Durante le Grandi Purghe del 1934-1935, servì come capo di stato maggiore della 72ª Divisione tiratori, e fu allora che la moglie, discendente di un Kulak, lo lasciò per evitare di metterlo in cattiva luce nei confronti delle autorità militari.
Fedelissimo seguace dello stalinismo, Vlasov ebbe modo di beneficiare dell’eliminazione di tanta parte dei suoi superiori per guadagnare fulminei avanzamenti di grado, e divenne uno dei comandanti militari di cui Stalin si fidava maggiormente.
Nel 1938 fu inviato in Cina dapprima come capo di stato maggiore del generale Čerepanov, in seguito come capo istruttore all’interno dell’Accademia militare di Chongqing. Ricoprendo questi incarichi, si rese conto che la politica estera sovietica stava di fatto eseguendo un doppio gioco: da un lato, appoggiava il Kuomintang contro i Giapponesi che avevano invaso la Manciuria; dall’altro, intratteneva rapporti stretti con gli avversari interni dei nazionalisti, i comunisti di Mao Zedong. L’attività di istruttore valse a Vlasov una serie di onorificenze cinesi, che gli furono sequestrate al ritorno in patria, nel 1939.
Messo a capo di una delle peggiori unità dell’Armata Rossa, la 99ª Divisione di fanteria, fu in grado di raddrizzare la disciplina e lo spirito dei suoi uomini, rendendola una delle più combattive dell’esercito.
L’invasione tedesca dell’URSS del 1941 vide Vlasov giocare un ruolo importantissimo nella difesa della capitale sovietica e del capoluogo ucraino, Kiev: decorato più volte con diverse onorificenze (tra cui l’Ordine di Lenin), secondo alcuni storici fu in grado di guadagnare la fiducia delle truppe con un forte carisma, lo stesso che gli aveva permesso di salire in fretta sulla scala gerarchica.
Dopo i suoi successi sulle pianure, Vlasov fu incaricato di gestire la 2ª Armata d’assalto, la cui missione era la rottura dell’assedio di Leningrado.
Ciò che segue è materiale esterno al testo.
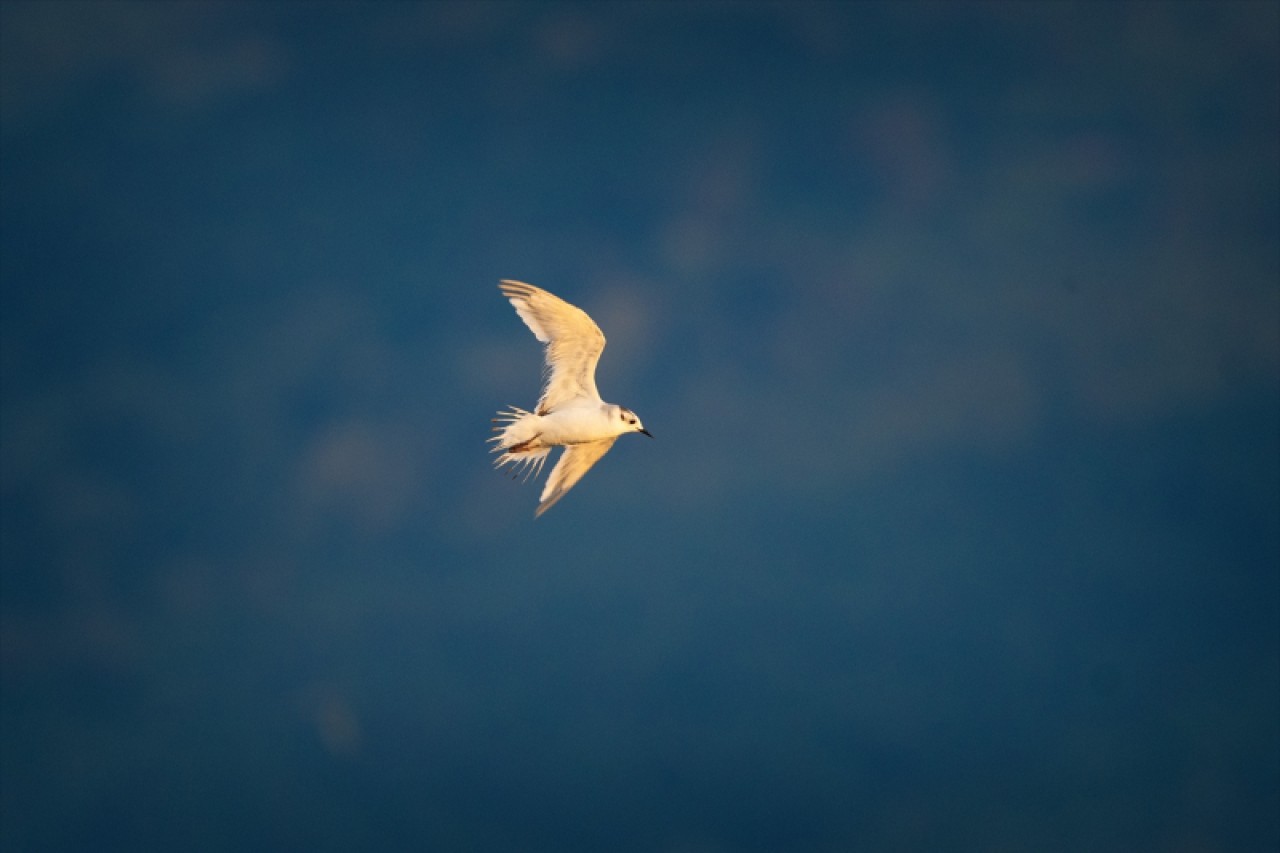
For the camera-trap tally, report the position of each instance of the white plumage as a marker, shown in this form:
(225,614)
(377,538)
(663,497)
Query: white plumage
(570,411)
La missione fallì, e la 18ª Armata della Wehrmacht distrusse definitivamente l’armata russa nel giugno 1942: l’unico disperato tentativo di fuga dalla sacca, lungo uno stretto corridoio di 400 metri a cavallo della ferrovia che portava in città, si rivelò un massacro e, dei 16.000 sovietici, ne sopravvissero meno di 2.000.
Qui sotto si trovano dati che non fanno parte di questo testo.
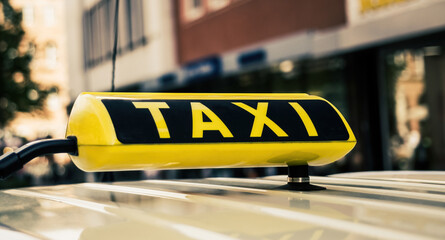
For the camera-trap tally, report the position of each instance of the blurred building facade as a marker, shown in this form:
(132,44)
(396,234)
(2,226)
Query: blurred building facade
(146,43)
(381,62)
(45,38)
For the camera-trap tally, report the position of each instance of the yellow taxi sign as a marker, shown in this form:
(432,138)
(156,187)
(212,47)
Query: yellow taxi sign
(129,131)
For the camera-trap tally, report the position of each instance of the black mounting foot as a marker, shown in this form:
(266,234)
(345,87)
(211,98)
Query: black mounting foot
(298,179)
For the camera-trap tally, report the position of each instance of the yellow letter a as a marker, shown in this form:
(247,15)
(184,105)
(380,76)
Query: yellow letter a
(199,126)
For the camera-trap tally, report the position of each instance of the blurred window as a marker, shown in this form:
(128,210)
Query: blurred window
(28,15)
(217,4)
(49,16)
(407,109)
(193,9)
(51,55)
(98,29)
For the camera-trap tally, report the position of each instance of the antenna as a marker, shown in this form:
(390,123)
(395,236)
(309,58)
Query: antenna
(116,28)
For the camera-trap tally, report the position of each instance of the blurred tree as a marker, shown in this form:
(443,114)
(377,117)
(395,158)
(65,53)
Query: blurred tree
(18,93)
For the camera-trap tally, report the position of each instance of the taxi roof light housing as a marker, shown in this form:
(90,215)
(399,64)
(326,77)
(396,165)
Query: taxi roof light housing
(132,131)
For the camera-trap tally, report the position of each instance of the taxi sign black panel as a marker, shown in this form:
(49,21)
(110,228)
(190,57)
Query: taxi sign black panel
(213,121)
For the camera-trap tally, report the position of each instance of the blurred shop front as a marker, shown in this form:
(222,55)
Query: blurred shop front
(380,62)
(382,68)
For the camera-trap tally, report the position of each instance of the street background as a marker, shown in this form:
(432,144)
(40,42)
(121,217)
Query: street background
(380,62)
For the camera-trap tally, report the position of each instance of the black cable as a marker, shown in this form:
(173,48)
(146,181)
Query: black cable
(14,161)
(116,28)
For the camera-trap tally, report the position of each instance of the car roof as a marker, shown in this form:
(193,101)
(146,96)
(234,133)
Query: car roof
(384,205)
Non è ben chiaro se, a questo punto, Vlasov sia passato al nemico in seguito a cattura o a defezione, né se la sua diserzione sia da imputarsi a una vendetta, per la mancanza del dovuto appoggio durante la battaglia; ad ogni modo, partì da Vlasov l’idea di costituire il Comitato di liberazione dei popoli della Russia e l’Esercito Russo di Liberazione , un’armata di prigionieri, volontari ed emigrati russi reclutati inneggiando al ritorno alla Russia nazionale, che avrebbero dovuto unirsi alla Wehrmacht contro l’Unione Sovietica. Nella primavera del 1943 Vlasov venne anche utilizzato dalla propaganda tedesca come strumento per favorire le defezioni tra i reparti dell’Armata Rossa e minare la coesione dell’esercito sovietico. In un primo momento avrebbe dovuto essere sviluppata l’ambiziosa Azione Silberstreifen che prevedeva il lancio del “volantino n. 13” oltre le linee nemiche che illustrava le proposte del generale.
Una solenne cerimonia a Praga designò Vlasov a capo del Comitato e dell’armata, che però ebbe poche occasioni di combattere i sovietici: Hitler non pensava infatti che il progetto di Vlasov potesse avere successo, portandolo quindi a sostituire Stalin e a dimenticare l’alleato tedesco; per questo motivo i reggimenti dell’Esercito di Liberazione furono per lo più destinati a incarichi di pattuglia ben al di qua della linea del fronte. Quando il rullo compressore sovietico fu a regime, e i combattimenti si spostarono verso Berlino, Vlasov e i suoi reggimenti si spostarono gradualmente verso ovest, e alla fine della guerra, nel maggio 1945, si trovavano attestati tra Praga e Linz.
Vlasov e undici alti ufficiali dell’Esercito di Liberazione si arresero agli Alleati occidentali, ma né gli Americani né i britannici avevano interesse ad accogliere richieste di asilo che avrebbero compromesso il rapporto con un potente alleato come l’Unione Sovietica: riportati a Mosca, furono processati per alto tradimento e impiccati il 2 agosto 1946. Vlasov aveva quarantacinque anni.